Suite à la crise financière qui a commencé en 2008, les principales
nations et blocs de nations capitalistes se servent de formes de plus en
plus agressives de protectionnisme pour faire avancer leurs intérêts.
La question du protectionnisme s’est manifestée brusquement cette semaine
lorsque la société aéronautique EADS a annoncé qu’elle retirait son offre
d’une compétition pour un contrat de 35 milliards de dollars en vue de la
construction de 179 avions de ravitaillement de l’armée américaine.

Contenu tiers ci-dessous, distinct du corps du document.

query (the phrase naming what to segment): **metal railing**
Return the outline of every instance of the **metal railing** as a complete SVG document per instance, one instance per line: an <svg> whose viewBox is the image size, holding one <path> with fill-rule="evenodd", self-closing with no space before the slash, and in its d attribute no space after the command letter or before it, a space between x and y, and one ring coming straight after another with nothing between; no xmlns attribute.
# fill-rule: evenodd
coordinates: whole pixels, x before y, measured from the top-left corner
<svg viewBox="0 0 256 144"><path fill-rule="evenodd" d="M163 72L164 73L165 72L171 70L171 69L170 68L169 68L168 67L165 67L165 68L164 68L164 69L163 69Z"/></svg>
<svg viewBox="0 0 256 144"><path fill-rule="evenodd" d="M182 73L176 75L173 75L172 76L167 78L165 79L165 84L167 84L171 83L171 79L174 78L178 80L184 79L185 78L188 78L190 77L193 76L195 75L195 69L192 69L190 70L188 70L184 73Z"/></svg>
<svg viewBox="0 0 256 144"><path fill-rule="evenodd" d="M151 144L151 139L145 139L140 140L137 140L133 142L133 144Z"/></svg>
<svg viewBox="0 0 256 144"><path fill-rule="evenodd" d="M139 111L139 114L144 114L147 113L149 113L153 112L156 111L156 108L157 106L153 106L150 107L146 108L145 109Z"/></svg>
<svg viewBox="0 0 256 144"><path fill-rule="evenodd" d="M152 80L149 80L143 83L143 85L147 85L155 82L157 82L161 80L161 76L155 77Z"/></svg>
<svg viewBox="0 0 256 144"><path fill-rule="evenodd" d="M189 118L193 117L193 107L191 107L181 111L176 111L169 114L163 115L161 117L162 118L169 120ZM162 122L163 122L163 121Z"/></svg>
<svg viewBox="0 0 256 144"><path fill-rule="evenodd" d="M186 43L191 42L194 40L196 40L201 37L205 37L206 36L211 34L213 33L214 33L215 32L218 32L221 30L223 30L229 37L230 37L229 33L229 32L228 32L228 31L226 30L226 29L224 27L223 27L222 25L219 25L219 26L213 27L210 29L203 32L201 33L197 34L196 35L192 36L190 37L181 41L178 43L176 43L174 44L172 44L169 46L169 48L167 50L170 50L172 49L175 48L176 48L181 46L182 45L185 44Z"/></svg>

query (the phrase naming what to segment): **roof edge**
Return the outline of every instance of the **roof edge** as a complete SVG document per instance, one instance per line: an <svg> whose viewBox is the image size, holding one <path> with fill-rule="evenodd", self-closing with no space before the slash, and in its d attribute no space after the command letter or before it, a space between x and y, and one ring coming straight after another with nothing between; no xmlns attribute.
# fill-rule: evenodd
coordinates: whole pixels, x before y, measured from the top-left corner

Des hommes politiques en colère à Berlin et Paris ont accusé
l’administration américaine de protectionnisme en faveur de Boeing, le plus
important fabriquant d’avions militaires des Etats-Unis. Un dirigeant du
parti libéral allemand FDP, qui fait partie de la coalition au gouvernement
en Allemagne, a appelé son gouvernement à « faire pression sur les
Etats-Unis pour qu’ils mettent fin à leurs tendances protectionnistes ».
D’autres ont été plus directs encore. Joachim Pfeiffer de l’Union
chrétienne sociale (CDU) un autre parti de la coalition, dit avec colère :
« Ceci est un acte scandaleux et inacceptable. Il faut faire de cela un
problème politique avec les Etats-Unis. »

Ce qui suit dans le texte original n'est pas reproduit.